Étonnamment, cette position tranchée de la part de la porte-parole d’un parti qui fait du tour de taille de l’État une préoccupation constante n’a été reprise par aucun quotidien de la Capitale nationale ou de la Métropole. Une chance diront certains que les projecteurs de l’actualité étaient braqués ailleurs.

 

À supposer que l’on taise cette apparente contradiction entre la prise de position récente de la députée et les positions plus traditionnellement à droite de sa formation politique, il faut peut-être chercher ailleurs la source de ses motivations.

 

À l’occasion d’une entrevue qu’elle donnait à l’hebdomadaire « La Nouvelle Union » à la mi-décembre 2012, la députée indiquait « qu’elle voulait rendre utile sa parole » en se faisant la porte-parole de ceux qui n’ont pas de voix : « Je veux amener un visage humain à la Coalition Avenir Québec ».

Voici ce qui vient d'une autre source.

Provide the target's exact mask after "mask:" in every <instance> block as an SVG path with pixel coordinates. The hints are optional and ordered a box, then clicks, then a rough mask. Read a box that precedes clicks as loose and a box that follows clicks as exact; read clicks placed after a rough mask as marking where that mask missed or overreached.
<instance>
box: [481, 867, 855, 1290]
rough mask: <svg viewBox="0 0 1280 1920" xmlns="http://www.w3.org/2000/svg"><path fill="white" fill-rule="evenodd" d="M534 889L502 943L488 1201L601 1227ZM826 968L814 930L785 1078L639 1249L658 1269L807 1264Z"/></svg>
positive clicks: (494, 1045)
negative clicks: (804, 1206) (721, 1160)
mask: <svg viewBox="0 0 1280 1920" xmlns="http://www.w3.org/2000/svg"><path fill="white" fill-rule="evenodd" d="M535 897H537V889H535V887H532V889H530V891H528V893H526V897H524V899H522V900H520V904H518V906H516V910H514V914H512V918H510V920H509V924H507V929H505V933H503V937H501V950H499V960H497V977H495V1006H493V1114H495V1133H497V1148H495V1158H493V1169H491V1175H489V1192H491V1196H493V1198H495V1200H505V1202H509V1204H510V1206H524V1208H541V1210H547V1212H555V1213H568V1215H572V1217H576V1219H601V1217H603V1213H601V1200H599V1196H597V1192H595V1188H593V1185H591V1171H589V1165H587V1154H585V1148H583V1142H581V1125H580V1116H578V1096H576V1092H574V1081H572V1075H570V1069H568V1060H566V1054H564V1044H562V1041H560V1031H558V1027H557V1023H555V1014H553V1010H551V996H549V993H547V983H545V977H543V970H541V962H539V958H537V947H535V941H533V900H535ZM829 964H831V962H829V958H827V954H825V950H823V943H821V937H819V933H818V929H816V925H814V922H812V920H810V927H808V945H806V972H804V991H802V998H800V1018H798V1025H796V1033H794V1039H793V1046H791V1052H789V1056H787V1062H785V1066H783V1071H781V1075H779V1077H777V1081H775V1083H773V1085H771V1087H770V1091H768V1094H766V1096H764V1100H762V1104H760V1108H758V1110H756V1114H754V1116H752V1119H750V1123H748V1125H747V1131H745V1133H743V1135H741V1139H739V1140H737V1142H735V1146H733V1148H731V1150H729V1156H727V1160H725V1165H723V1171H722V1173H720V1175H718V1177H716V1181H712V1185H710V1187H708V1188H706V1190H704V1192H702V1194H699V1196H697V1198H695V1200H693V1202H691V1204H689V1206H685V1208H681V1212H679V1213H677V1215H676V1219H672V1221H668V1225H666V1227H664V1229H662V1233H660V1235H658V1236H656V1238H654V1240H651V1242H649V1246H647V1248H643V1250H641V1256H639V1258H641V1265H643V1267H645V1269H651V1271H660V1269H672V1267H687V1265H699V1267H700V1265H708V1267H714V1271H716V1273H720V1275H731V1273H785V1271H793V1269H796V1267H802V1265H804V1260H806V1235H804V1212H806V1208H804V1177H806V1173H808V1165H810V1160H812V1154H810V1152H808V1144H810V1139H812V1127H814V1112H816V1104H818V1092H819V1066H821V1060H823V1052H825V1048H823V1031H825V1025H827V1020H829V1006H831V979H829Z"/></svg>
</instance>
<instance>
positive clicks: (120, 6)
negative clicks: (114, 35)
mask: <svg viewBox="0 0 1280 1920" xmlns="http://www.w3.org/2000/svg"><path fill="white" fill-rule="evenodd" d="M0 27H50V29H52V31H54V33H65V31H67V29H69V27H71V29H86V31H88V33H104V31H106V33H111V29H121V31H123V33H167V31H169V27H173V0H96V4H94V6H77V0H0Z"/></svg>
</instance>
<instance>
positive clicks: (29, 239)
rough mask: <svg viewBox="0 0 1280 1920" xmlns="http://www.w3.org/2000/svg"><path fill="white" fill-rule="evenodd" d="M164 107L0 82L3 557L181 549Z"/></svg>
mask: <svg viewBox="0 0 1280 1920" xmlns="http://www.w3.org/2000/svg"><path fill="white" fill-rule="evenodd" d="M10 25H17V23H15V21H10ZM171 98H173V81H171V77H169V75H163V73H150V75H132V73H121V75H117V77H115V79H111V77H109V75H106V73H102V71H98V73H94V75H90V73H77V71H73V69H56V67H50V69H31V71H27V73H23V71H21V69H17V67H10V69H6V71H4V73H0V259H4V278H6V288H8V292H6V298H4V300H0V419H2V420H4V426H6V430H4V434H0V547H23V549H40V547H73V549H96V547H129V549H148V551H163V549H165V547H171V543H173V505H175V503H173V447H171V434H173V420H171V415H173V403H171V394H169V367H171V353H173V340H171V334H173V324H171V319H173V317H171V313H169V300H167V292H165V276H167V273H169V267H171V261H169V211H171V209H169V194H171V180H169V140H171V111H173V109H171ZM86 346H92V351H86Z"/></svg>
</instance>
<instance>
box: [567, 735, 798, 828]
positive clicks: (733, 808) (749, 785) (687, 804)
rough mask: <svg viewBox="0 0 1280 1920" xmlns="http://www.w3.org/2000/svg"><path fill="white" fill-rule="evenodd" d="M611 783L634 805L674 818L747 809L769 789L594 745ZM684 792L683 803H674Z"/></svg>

Quoi qu’il en soit, la proposition de la députée est une belle illustration de ce qu’il est convenu d’appeler la « zone primaire » des facteurs de croissance de l’appareil étatique.

 

Influencer par l’attention médiatique au sort de personnes vulnérables à l’emprise de gourous mal intentionnés, la députée, légitimement élue et partie de notre processus politique, porte le sort d’un nouveau besoin qui sied parfaitement à notre modèle social-démocrate du rôle de l’État.

 

Qui est contre la protection de ceux et celles qui se retrouvent en position de faiblesse et sans rapport de force par rapport à l’endoctrinement et la manipulation d’un tiers?

 

N’est-il pas de notre responsabilité collective d’utiliser le pouvoir d’intervention de notre État comme levier de prévention et de lutte à ces abus, tout en rendant disponible à ses victimes les services d’aide requis par leurs conditions?

 

L’annonce de la députée quoique bien intentionnée puisse-t-elle être, nous apparaît au minimum prématurée et requiert que nous réfléchissions d’abord aux aspects suivants :

 

1.      Tout comme le Canada, la Belgique (le Royaume) est un État fédéré (complexe). Le projet de loi fédéral Belge intitulé « Abus de la situation de faiblesse des personnes » avait comme objectif, d’inscrire dans le Code pénal fédéral, une nouvelle « arme contre les dérives des organisations sectaires nuisibles ». Reproduire ce modèle ici, en vertu de la Constitution canadienne, nécessiterait une intervention du gouvernement fédéral, puisque le droit criminel relève des compétences du parlement fédéral.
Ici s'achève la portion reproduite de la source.